The break-even point against status-quo is one prevented NO-OP dispatch. We had two this session.

Files added

  • .claude/workflows/_template.md
  • .claude/workflows/codeql-alert-sweep.md
  • .claude/workflows/simd-port.md
  • .claude/workflows/feature-extractor-port.md
  • scripts/lib/__init__.py
  • scripts/lib/backlog_tracker.py
  • scripts/ci/agent-eligibility-precheck.py
  • docs/adr/0355-symphony-agent-dispatch-infra.md
  • docs/development/agent-dispatch.md
  • docs/research/0091-symphony-spec-review.md (this file)

Smoke results (2026-05-09)

BacklogTracker parses 101 rows from the live .workingdir2/BACKLOG.md (17 OPEN, 78 closed-class, the rest BLOCKED/DEFERRED/IN_FLIGHT). Spot checks against the user-cited examples:

T0-1   → status=DONE     priority=0  prs=[#72]      (ground truth: DONE — PR #72)
T0-3   → status=REMOVED  priority=0  prs=[#62]      (ground truth: REMOVED 2026-04-25)
T1-1   → status=DONE     priority=1  prs=[#91]      (ground truth: DONE — PR #91)
T7-5   → status=DONE     priority=7  prs=[#82]      (ground truth: DONE — PR #82, closeout PR #388)
T3-7   → status=OPEN     priority=3  prs=[]         (ground truth: open, deprioritised)
TA-VOCAB → status=OPEN   priority=None prs=[#394, #401, #428] (ground truth: cross-stream addendum)

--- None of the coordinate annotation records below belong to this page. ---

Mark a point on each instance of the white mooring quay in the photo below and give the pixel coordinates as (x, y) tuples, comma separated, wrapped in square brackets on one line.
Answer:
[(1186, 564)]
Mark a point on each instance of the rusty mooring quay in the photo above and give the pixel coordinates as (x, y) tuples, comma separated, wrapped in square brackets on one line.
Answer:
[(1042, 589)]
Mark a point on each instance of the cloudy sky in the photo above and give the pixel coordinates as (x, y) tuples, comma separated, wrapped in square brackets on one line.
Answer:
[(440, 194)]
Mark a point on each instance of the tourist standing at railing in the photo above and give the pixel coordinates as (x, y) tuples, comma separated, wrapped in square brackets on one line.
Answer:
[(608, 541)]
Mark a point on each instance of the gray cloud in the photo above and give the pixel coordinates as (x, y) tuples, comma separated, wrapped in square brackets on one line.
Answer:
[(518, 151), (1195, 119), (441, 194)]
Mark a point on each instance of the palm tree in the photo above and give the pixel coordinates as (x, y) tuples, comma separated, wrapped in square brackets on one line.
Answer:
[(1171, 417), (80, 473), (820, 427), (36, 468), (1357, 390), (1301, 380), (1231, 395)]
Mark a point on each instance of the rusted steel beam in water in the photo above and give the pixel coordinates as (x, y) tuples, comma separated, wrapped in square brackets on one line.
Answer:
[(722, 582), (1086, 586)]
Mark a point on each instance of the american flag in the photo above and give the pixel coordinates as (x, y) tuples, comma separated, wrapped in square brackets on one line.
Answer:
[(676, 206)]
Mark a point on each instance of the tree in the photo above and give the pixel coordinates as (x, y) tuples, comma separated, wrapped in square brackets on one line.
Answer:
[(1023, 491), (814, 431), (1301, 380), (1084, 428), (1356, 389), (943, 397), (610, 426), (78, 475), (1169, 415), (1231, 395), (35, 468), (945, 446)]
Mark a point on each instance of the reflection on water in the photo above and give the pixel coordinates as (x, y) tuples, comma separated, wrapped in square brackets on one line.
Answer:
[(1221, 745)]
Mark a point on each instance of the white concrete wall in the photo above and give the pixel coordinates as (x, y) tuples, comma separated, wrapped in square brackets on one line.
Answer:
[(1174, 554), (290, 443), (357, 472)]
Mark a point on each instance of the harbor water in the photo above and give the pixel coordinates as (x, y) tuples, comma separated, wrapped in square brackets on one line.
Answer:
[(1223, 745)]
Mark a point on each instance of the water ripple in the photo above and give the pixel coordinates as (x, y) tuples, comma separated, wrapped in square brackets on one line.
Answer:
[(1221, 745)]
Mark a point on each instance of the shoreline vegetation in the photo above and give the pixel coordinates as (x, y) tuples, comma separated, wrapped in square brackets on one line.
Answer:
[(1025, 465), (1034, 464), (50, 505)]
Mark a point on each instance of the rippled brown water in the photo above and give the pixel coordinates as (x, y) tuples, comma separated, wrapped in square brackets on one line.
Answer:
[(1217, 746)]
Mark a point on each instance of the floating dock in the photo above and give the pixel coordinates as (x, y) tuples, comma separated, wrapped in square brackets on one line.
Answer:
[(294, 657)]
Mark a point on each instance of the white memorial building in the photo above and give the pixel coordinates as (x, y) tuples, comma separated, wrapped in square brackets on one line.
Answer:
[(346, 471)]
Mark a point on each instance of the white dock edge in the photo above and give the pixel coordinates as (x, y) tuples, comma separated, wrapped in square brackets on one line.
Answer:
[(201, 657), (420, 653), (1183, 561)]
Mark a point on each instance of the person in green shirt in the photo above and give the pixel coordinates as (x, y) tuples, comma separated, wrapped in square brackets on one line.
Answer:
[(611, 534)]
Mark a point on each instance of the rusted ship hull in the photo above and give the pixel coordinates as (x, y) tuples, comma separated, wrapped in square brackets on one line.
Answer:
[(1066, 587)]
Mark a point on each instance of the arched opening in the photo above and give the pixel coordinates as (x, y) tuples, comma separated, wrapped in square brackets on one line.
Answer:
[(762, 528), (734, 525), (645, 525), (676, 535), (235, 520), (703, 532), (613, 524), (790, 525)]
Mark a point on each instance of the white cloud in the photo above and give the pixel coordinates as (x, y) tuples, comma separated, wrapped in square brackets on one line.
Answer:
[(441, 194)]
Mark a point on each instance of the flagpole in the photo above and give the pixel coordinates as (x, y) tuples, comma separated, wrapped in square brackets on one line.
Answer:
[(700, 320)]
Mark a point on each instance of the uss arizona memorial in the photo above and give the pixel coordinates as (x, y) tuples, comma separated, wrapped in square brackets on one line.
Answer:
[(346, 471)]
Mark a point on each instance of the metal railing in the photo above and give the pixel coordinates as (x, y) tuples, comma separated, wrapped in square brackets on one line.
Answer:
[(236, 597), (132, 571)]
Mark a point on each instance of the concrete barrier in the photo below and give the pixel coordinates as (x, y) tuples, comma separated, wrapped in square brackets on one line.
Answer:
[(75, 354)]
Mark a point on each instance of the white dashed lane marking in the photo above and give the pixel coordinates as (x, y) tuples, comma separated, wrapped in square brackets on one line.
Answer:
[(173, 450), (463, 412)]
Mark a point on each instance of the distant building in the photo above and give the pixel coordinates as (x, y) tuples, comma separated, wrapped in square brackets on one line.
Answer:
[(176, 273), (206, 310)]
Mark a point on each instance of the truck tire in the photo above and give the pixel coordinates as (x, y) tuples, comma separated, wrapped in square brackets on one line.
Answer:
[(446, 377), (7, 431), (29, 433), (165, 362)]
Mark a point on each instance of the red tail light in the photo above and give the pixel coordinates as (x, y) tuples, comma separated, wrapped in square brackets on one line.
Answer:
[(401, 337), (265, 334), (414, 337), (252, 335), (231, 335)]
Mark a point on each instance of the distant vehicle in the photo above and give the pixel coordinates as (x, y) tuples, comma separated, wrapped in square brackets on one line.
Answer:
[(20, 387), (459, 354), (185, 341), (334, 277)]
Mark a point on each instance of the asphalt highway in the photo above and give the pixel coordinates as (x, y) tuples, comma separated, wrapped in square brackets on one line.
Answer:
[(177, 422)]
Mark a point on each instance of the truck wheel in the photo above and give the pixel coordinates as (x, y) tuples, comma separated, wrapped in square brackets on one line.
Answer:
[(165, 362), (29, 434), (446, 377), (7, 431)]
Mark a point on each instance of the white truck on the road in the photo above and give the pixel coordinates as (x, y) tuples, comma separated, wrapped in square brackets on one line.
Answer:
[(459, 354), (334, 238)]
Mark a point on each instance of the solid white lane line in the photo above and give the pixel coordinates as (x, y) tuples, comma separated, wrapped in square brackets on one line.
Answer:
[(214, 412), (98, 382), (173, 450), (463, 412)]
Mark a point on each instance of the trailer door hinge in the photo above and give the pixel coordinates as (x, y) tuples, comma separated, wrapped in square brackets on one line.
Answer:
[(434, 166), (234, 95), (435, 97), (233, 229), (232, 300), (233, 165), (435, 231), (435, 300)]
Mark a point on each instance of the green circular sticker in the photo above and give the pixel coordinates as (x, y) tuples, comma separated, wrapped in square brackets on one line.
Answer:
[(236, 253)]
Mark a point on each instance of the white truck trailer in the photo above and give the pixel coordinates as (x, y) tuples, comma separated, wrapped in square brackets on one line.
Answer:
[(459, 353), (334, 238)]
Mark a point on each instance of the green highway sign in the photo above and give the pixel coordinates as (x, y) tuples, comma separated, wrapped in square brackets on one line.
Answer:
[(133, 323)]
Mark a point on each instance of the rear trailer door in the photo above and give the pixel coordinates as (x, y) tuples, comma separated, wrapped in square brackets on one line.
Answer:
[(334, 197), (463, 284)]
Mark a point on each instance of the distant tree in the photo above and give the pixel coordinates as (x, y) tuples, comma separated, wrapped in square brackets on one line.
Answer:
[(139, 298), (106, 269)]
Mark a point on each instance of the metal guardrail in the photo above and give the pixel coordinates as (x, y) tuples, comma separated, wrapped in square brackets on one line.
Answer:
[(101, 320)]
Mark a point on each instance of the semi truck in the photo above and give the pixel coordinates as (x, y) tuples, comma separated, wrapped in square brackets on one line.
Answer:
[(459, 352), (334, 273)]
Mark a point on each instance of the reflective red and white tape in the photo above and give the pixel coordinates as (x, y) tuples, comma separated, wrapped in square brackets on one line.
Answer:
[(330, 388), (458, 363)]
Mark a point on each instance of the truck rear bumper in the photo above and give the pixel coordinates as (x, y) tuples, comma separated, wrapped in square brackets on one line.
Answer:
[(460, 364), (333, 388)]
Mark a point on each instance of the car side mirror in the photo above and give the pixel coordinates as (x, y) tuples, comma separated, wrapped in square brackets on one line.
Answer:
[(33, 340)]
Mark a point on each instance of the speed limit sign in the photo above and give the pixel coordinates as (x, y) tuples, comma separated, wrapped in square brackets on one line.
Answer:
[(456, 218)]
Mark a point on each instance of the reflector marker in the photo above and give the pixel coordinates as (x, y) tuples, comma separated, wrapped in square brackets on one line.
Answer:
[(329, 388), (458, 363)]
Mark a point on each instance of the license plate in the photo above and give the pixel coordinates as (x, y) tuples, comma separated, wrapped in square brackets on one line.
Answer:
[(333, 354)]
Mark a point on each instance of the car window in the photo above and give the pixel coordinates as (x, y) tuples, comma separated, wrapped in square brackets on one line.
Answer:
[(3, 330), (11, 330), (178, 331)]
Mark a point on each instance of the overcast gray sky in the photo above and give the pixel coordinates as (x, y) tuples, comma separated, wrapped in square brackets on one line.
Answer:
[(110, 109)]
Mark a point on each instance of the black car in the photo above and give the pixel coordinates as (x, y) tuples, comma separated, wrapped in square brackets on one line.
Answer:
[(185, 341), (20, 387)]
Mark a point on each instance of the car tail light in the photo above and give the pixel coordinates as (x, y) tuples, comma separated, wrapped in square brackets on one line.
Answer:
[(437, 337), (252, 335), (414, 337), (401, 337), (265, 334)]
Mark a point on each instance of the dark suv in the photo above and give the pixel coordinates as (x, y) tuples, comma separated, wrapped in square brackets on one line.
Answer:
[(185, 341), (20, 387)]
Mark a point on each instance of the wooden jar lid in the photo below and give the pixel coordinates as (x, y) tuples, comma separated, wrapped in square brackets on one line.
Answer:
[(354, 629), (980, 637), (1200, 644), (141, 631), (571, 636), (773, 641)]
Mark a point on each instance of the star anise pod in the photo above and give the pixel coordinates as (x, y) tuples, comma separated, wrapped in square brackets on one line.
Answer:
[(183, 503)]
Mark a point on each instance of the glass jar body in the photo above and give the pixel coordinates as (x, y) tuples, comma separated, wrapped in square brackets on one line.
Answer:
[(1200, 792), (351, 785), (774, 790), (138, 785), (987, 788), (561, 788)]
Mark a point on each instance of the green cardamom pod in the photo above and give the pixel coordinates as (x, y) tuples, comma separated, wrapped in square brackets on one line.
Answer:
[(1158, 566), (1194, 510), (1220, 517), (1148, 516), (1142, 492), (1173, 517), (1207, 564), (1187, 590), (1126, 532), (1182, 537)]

agent-eligibility-precheck.py smoke against the same set:

T0-1   → exit=1, ::error agent-eligibility: T0-1 is DONE
T7-5   → exit=1, ::error agent-eligibility: T7-5 is DONE
T3-7   → exit=0, VERDICT=PASS — dispatch eligible

Open questions / future work

  • Mid-flight reconciliation. Skipped today (see table). Revisit if we ever ship a same-scope item during an agent run.
  • Harness Agent.preDispatch hook. When the Claude Code settings.json schema gains it, wire the precheck in unconditionally so opt-in becomes opt-out.
  • vulkan-port.md workflow instance. Add when T-VK-VIF-1.4-RESIDUAL closes — Vulkan port has enough recurring shape (image-import patches, NVIDIA-driver dispatch overhead) to justify a fourth template.

References

  • Symphony SPEC §3.1, §4.1.1, §4.1.2, §4.1.3.
  • ADR-0355 (this digest's parent decision).
  • CLAUDE.md feedback_agents_isolated_worktree_only, feedback_verify_state_before_dispatch, feedback_deliverables_checklist_strict_parser.